Specializes in NICU, PICU, PCVICU and peds oncology. Has 25 years experience.

Good questions. If you only have 2 lumens and you MUST draw labs from that line, you would be pausing your sedation/paralytic and using that lumen. The trick is to adequately flush the lumen with saline so that when you pull off your specimen it isn't "contaminated" with dextrose. You'd have to do this slowly over at least a minute so you don't dilute down your epi. Although the lumens exit on opposite sides of the line, they do infuse into the same vicinity. This can be tricky. Of course, if you're weaning your pressors you may not see much of an effect one way or the other. As for bolusing, as long as your other infusion rates in the same lumen are not changing, drug delivery isn't being changed either. You titrate to effect, right? On the other hand, if you were to give a bolus of anything into the same lumen as your epi, you'd see a bolus effect from it initially, then a bit of a lag, because you'll have pushed the epi in that portion of the line through and the infusion won't have caught up. Intermittent meds should only be given in the other lumen(s); if compatibility is an issue, it may be necessary to bolus whatever isn't compatible with your required intermittent med (antibiotics, diuretics, anticonvulsants for example) to get you over the hump. And naturally you'd want to give those intermittent meds as quickly as their monograph allows to minimize the time the patient isn't getting the offending infusion. Your example of Zantac is a good one. Many places (used to) include it right in the TPN basic solution and it's completely compatible with TPN, so you could just pop it into the burette...

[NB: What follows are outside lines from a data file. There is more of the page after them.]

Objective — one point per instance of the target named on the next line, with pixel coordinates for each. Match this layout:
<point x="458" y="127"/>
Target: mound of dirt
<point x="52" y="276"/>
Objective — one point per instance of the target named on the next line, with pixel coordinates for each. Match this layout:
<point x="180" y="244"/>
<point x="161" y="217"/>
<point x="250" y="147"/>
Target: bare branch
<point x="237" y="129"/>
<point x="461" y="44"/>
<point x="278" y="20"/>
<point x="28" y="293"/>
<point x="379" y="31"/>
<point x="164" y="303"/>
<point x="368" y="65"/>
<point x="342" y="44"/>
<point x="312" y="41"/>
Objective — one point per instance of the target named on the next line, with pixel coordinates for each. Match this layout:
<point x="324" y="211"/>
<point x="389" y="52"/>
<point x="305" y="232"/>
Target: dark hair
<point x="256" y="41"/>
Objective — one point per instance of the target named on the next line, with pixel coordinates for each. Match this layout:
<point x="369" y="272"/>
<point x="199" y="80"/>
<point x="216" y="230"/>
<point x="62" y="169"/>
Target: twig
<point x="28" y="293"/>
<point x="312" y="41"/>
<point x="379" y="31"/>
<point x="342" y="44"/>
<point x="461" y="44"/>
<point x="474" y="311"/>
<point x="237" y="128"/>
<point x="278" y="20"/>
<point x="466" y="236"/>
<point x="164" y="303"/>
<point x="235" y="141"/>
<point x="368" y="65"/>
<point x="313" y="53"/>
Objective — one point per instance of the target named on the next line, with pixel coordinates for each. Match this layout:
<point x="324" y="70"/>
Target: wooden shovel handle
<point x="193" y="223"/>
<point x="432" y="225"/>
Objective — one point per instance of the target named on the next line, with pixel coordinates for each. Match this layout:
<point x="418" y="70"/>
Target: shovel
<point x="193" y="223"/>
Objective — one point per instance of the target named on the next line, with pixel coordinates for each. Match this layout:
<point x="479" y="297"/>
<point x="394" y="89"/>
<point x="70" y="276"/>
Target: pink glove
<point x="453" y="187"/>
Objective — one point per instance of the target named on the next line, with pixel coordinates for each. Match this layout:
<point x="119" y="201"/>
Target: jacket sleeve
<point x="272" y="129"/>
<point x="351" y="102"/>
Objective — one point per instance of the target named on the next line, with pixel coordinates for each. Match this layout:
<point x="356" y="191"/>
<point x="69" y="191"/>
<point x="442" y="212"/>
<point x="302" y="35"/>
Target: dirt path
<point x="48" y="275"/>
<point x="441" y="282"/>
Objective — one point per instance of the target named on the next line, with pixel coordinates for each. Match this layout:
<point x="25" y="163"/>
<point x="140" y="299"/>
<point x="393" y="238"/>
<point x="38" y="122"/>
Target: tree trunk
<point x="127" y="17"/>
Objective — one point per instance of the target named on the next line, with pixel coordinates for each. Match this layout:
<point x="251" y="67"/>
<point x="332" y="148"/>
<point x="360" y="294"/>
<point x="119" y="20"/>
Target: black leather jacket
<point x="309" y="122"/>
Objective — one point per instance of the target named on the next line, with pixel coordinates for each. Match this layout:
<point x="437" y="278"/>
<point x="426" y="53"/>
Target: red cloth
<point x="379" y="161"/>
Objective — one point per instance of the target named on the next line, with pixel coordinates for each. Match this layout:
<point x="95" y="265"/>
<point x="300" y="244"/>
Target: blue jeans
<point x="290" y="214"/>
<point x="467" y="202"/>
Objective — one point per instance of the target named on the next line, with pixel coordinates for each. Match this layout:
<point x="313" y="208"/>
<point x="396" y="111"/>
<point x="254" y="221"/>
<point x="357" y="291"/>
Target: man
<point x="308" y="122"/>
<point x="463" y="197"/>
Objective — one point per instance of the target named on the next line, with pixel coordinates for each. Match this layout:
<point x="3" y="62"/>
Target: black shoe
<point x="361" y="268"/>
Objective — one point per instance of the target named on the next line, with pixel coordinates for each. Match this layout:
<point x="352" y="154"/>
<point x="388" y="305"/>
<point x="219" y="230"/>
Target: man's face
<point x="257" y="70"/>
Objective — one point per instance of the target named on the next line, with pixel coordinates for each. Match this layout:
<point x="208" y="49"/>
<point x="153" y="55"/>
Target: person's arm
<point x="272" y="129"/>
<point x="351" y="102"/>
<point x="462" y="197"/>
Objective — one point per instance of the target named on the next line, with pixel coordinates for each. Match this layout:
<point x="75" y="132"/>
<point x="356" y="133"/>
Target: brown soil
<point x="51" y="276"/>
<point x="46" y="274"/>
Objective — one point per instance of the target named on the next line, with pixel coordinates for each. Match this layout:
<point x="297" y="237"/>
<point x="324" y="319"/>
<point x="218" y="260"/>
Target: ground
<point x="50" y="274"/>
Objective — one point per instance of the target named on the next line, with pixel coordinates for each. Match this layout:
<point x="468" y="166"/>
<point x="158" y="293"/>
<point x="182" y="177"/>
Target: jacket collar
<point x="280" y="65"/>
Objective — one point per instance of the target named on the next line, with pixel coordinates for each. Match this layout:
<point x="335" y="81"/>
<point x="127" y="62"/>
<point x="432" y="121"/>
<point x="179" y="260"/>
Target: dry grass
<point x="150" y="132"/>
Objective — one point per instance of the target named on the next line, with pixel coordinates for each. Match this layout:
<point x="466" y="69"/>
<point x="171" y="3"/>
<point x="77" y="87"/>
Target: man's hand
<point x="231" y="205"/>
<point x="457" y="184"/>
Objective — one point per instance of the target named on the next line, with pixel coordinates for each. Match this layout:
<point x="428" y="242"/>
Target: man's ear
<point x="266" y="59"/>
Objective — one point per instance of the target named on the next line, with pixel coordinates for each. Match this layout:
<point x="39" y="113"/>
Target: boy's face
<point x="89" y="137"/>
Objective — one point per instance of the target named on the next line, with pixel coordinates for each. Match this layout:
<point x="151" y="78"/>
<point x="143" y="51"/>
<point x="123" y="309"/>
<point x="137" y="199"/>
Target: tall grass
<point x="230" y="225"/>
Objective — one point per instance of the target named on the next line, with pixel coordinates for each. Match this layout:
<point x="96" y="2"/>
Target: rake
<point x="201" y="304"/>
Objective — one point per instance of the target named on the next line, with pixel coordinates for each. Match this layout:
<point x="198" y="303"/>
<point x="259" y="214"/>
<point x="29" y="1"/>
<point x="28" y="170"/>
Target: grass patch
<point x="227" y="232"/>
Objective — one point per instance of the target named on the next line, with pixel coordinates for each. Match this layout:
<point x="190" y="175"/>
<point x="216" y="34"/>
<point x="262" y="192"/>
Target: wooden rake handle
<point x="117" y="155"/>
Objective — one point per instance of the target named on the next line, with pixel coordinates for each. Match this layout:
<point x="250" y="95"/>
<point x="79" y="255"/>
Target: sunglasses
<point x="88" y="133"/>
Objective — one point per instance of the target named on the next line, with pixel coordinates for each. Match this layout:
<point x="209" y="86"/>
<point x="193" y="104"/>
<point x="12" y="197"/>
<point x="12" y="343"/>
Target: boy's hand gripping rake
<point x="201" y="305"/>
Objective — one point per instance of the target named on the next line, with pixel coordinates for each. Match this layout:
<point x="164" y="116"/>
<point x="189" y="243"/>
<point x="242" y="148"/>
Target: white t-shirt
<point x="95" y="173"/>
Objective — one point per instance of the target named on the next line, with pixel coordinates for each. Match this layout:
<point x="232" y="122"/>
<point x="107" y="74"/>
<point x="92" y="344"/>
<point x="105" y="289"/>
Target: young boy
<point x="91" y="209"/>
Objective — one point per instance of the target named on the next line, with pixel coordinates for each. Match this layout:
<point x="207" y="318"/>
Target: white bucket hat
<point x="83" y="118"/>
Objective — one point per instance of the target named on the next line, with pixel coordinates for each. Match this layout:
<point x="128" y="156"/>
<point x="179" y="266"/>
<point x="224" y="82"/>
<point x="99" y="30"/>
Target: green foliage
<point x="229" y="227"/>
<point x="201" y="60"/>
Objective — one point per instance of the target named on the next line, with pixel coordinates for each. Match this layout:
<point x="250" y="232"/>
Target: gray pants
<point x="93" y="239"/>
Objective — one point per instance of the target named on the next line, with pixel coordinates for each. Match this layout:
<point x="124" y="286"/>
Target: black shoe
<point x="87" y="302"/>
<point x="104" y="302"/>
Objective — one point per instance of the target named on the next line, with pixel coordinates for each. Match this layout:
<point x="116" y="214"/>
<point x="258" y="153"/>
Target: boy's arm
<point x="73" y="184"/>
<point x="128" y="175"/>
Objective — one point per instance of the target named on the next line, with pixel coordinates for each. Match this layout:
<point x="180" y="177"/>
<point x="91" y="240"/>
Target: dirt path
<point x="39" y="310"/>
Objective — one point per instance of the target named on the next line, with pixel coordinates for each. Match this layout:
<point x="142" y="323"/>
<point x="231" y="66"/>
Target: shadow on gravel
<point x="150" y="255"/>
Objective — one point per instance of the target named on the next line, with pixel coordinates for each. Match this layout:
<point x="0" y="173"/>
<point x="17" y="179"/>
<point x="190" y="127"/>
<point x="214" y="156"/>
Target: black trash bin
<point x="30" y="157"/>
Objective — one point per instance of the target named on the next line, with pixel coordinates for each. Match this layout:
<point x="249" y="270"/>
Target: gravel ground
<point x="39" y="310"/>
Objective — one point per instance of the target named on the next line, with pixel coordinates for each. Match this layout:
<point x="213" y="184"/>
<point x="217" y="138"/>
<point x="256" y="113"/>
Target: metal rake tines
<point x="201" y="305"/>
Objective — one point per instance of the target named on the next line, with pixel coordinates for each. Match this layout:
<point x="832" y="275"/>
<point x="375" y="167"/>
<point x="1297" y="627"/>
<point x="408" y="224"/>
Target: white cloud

Thank you that definitely helped!

NotReady4PrimeTime, RN

Specializes in NICU, PICU, PCVICU and peds oncology. Has 25 years experience.

Glad to help! A lot of our transplant and cardiac kiddos will have a long-term CVL placed and we're always really annoyed when they bounce back to the ICU with their single-lumen piddly little excuse for access. I remember one little girl years ago - I admitted her from the cath lab - she was on ECMO alert and was a notorious hard stick. The cardiologist didn't think to rewire one of the catheters to a CVL so I get her and she's only got a single-lumen, small bore Broviac. The attending barked out a bunch of orders... VBG, cultures, antibiotics, packed cells... oh and we're keeping her intubated... as the child is trying to stand on her head. "And which of those interventions would you like me to do first THROUGH MY SINGLE POINT OF ACCESS????" Many challenges, eh?